Implementation details

Need to merge specified key_format with primary key_format. This needs care because of the optimization when the last column is a WT_ITEM (we don't store the length).

We still need WT_INDEX::idxkey_format with a custom extractor to mask the visible index columns (and hide the primary key columns that we add to the end).

Index keys are currently generated by __wt_schema_project_merge in APPLY_IDX in cur_table.c. When a custom extractor is set, this loop needs another level of nesting (to deal with multiple index keys per record).

We use "plans" to slice and dice columns to form keys and values. This is a string describing a sequence of steps through the columns to copy out the necessary columns in the required order.
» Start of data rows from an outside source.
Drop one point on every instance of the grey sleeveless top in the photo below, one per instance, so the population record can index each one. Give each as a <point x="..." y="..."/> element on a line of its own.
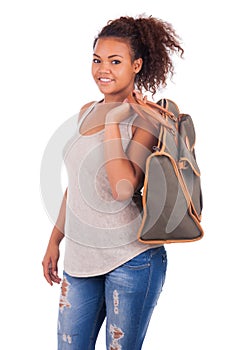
<point x="101" y="233"/>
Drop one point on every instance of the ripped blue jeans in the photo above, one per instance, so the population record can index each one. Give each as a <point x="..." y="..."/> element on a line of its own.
<point x="126" y="296"/>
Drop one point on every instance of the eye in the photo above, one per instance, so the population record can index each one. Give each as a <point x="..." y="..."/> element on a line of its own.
<point x="96" y="60"/>
<point x="116" y="62"/>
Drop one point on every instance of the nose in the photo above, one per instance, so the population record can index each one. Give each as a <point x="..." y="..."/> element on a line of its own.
<point x="104" y="67"/>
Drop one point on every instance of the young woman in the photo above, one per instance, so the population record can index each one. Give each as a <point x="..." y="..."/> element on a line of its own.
<point x="108" y="273"/>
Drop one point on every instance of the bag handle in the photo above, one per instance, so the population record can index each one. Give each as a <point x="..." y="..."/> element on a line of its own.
<point x="157" y="112"/>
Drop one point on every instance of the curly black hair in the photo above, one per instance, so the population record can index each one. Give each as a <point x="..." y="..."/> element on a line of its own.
<point x="151" y="39"/>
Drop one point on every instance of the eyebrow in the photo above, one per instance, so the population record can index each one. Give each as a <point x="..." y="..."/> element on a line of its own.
<point x="111" y="56"/>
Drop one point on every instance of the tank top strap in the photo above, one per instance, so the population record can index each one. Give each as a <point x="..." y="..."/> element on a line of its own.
<point x="85" y="114"/>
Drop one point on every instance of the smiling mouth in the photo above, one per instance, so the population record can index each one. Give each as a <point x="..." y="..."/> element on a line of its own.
<point x="105" y="80"/>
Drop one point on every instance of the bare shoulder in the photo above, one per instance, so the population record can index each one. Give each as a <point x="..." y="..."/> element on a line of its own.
<point x="84" y="108"/>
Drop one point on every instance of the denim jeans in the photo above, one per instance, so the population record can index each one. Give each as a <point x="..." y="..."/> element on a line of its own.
<point x="126" y="296"/>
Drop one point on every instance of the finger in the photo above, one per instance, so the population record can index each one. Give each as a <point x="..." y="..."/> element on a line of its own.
<point x="47" y="269"/>
<point x="54" y="272"/>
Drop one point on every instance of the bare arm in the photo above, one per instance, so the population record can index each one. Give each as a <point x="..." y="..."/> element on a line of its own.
<point x="125" y="171"/>
<point x="52" y="252"/>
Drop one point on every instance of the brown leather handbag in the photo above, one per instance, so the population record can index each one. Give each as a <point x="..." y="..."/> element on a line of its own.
<point x="172" y="195"/>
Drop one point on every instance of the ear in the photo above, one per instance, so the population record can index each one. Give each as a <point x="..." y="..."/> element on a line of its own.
<point x="137" y="65"/>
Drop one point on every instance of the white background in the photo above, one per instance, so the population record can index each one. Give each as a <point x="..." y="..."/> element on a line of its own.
<point x="46" y="52"/>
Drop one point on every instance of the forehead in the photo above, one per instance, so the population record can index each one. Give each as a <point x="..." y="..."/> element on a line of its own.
<point x="112" y="46"/>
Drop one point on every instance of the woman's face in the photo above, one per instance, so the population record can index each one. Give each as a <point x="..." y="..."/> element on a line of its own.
<point x="113" y="69"/>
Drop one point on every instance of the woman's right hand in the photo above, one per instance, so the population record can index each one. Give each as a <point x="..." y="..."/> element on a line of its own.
<point x="49" y="263"/>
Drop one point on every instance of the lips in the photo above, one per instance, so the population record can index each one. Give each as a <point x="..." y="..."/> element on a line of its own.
<point x="105" y="80"/>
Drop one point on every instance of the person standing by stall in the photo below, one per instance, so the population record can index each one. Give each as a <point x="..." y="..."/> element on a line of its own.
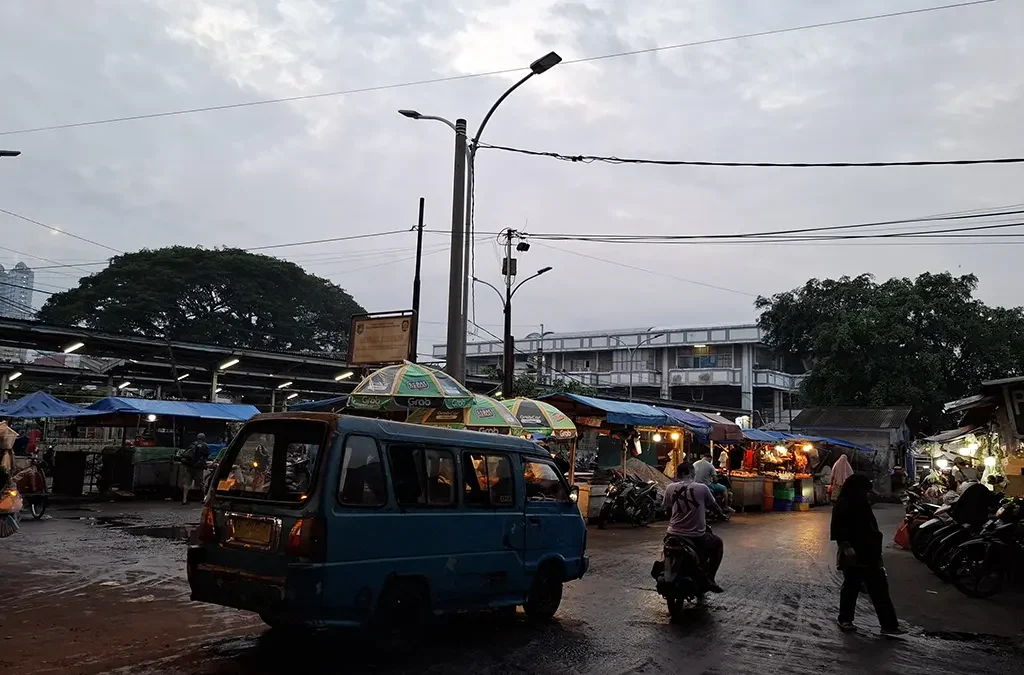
<point x="856" y="534"/>
<point x="194" y="466"/>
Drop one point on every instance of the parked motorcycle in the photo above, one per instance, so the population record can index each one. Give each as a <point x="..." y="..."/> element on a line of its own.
<point x="629" y="500"/>
<point x="681" y="578"/>
<point x="980" y="567"/>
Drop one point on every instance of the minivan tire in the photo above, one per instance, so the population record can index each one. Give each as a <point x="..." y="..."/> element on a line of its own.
<point x="545" y="594"/>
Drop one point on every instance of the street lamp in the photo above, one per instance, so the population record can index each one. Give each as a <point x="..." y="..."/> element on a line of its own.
<point x="509" y="360"/>
<point x="456" y="360"/>
<point x="633" y="350"/>
<point x="462" y="216"/>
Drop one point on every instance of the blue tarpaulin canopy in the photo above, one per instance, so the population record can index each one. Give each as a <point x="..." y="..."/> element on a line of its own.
<point x="327" y="405"/>
<point x="760" y="435"/>
<point x="40" y="404"/>
<point x="227" y="412"/>
<point x="615" y="412"/>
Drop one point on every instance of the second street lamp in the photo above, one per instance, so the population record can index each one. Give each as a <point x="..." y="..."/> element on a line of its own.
<point x="508" y="362"/>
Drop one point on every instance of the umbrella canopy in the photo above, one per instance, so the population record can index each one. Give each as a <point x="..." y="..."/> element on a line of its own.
<point x="409" y="385"/>
<point x="484" y="415"/>
<point x="539" y="417"/>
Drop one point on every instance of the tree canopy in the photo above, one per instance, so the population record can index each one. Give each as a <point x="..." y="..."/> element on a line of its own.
<point x="918" y="342"/>
<point x="225" y="296"/>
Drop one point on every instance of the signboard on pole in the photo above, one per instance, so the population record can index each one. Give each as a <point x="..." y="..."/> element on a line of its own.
<point x="381" y="338"/>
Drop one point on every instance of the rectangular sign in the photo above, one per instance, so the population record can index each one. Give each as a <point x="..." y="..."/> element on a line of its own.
<point x="381" y="339"/>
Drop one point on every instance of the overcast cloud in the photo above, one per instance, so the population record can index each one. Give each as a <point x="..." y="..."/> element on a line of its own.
<point x="942" y="85"/>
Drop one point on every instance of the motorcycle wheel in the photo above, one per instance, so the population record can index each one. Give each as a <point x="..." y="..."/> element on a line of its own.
<point x="38" y="507"/>
<point x="969" y="576"/>
<point x="676" y="606"/>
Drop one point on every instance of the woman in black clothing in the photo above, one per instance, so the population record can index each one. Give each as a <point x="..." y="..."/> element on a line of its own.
<point x="856" y="532"/>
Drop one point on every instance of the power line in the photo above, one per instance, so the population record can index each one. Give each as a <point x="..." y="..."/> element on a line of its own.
<point x="456" y="78"/>
<point x="590" y="159"/>
<point x="60" y="231"/>
<point x="651" y="271"/>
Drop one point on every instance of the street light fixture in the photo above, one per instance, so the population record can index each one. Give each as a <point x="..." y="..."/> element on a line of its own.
<point x="509" y="360"/>
<point x="462" y="218"/>
<point x="632" y="351"/>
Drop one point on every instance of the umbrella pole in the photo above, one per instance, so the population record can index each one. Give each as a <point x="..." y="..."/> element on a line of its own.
<point x="572" y="463"/>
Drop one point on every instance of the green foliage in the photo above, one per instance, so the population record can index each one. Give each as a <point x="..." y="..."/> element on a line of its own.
<point x="918" y="342"/>
<point x="226" y="296"/>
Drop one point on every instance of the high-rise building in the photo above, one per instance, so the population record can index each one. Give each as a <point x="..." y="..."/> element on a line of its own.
<point x="15" y="292"/>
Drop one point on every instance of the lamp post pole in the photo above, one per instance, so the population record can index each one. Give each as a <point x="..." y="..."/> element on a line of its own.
<point x="462" y="250"/>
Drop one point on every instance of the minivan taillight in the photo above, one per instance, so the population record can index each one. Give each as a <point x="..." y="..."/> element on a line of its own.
<point x="207" y="531"/>
<point x="307" y="539"/>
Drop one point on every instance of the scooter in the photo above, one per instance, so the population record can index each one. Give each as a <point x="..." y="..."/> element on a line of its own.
<point x="680" y="576"/>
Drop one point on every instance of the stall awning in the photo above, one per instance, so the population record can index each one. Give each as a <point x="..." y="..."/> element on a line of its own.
<point x="327" y="405"/>
<point x="952" y="434"/>
<point x="40" y="404"/>
<point x="694" y="423"/>
<point x="227" y="412"/>
<point x="615" y="412"/>
<point x="759" y="435"/>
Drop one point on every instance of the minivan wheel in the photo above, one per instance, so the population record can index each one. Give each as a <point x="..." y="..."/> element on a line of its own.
<point x="545" y="594"/>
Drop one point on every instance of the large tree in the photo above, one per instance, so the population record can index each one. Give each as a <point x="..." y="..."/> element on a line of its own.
<point x="224" y="296"/>
<point x="916" y="342"/>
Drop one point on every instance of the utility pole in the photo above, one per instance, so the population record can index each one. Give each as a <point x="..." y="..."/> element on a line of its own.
<point x="508" y="268"/>
<point x="455" y="356"/>
<point x="415" y="337"/>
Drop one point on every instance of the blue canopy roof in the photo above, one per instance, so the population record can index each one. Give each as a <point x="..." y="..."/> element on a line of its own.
<point x="760" y="435"/>
<point x="40" y="404"/>
<point x="228" y="412"/>
<point x="324" y="405"/>
<point x="617" y="412"/>
<point x="694" y="423"/>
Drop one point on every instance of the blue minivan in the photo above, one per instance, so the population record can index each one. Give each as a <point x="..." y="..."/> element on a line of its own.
<point x="333" y="520"/>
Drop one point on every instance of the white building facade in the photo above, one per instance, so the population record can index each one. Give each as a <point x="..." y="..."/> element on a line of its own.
<point x="725" y="367"/>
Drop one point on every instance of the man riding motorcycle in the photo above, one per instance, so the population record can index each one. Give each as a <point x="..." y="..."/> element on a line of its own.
<point x="687" y="502"/>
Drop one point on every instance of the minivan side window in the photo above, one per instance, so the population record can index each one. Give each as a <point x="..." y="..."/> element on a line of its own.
<point x="422" y="476"/>
<point x="487" y="480"/>
<point x="543" y="482"/>
<point x="361" y="473"/>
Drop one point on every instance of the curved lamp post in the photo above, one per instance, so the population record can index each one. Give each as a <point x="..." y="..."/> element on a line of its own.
<point x="509" y="350"/>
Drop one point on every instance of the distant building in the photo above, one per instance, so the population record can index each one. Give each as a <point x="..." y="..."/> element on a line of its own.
<point x="15" y="292"/>
<point x="727" y="367"/>
<point x="15" y="301"/>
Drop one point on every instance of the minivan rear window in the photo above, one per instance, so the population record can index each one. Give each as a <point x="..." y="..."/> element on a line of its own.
<point x="274" y="460"/>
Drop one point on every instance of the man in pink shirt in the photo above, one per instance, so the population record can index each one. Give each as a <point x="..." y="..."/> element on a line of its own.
<point x="687" y="503"/>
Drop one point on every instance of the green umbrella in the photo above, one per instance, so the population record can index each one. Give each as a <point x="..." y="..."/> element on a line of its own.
<point x="539" y="417"/>
<point x="484" y="415"/>
<point x="409" y="385"/>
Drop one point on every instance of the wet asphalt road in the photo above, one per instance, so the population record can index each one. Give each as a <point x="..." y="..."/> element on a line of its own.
<point x="101" y="588"/>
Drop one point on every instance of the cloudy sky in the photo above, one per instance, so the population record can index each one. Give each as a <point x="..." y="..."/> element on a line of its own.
<point x="938" y="85"/>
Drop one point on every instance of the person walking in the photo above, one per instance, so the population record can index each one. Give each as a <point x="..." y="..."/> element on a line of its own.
<point x="856" y="533"/>
<point x="194" y="466"/>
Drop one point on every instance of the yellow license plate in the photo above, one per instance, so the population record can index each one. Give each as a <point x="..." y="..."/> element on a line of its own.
<point x="247" y="531"/>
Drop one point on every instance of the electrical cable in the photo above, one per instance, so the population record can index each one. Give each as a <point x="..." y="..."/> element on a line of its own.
<point x="59" y="231"/>
<point x="590" y="159"/>
<point x="456" y="78"/>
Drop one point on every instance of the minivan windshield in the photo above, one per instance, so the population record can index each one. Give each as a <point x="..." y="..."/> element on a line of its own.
<point x="273" y="460"/>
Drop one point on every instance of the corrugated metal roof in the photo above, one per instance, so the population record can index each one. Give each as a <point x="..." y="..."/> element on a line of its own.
<point x="852" y="418"/>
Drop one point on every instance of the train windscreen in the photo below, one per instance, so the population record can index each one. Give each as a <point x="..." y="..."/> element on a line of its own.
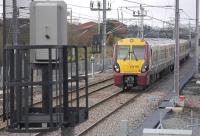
<point x="138" y="52"/>
<point x="123" y="52"/>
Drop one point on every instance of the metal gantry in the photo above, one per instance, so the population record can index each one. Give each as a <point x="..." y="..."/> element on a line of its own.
<point x="57" y="83"/>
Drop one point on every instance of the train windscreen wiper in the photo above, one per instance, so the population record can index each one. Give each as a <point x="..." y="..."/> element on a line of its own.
<point x="135" y="55"/>
<point x="126" y="56"/>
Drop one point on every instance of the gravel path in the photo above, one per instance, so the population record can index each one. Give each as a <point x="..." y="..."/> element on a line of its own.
<point x="136" y="112"/>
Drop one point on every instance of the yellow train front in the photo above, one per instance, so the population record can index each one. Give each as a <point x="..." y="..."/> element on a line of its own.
<point x="139" y="62"/>
<point x="131" y="63"/>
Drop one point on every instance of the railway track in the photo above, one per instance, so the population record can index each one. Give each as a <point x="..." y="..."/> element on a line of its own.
<point x="100" y="85"/>
<point x="133" y="98"/>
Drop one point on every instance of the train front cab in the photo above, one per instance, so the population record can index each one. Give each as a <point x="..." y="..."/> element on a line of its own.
<point x="131" y="63"/>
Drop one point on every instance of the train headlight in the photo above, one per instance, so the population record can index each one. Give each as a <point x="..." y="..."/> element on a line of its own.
<point x="116" y="67"/>
<point x="144" y="68"/>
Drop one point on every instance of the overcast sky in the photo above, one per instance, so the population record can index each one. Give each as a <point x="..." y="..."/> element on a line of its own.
<point x="82" y="13"/>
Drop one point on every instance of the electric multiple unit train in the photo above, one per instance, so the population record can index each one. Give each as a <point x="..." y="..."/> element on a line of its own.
<point x="139" y="62"/>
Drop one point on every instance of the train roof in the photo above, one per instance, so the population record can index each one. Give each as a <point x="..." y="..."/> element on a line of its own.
<point x="151" y="41"/>
<point x="162" y="41"/>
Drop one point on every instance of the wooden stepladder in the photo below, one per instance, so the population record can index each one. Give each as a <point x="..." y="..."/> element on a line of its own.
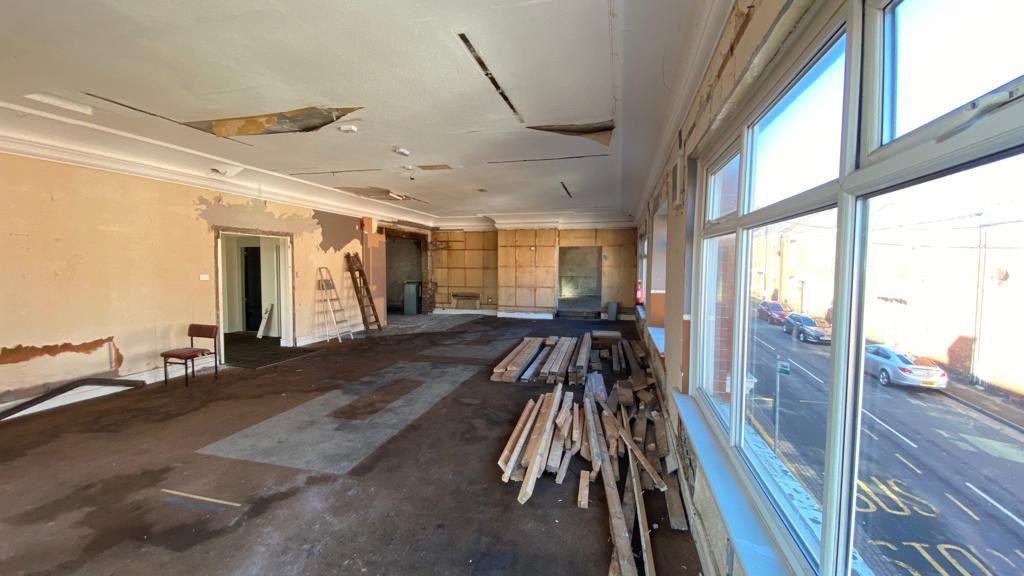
<point x="363" y="293"/>
<point x="327" y="293"/>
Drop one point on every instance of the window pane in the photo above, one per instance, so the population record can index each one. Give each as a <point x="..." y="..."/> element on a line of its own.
<point x="723" y="190"/>
<point x="718" y="311"/>
<point x="797" y="145"/>
<point x="941" y="463"/>
<point x="945" y="53"/>
<point x="788" y="355"/>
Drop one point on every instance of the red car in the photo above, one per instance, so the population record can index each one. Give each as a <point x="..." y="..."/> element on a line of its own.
<point x="772" y="312"/>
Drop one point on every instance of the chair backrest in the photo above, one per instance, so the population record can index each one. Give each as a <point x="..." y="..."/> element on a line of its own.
<point x="202" y="331"/>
Custom extractors replace the use of WT_INDEX::key_plan when generating the index key from the table. However, they still need a key_plan to extract the primary key from the index. It might be simplest to generate this key_plan manually (just skip the number of columns in the visible index key and copy out each column in the primary key).

They also still need WT_INDEX::value_plan, to find the matching table columns, and WT_CURSOR_INDEX::value_plan for use with projections. These should continue to work unchanged (with the note above that if the application names columns in the index key and the names overlap with columns in the table, they must contain identical values or the results will be undefined).

Testing

test/format should be modified to optionally create an index with a custom extractor that creates 2 index keys for each primary record.

Estimate

There is probably about a week of work here: ~1 day of documentation, ~2 days for implementation plus ~2 days for testing.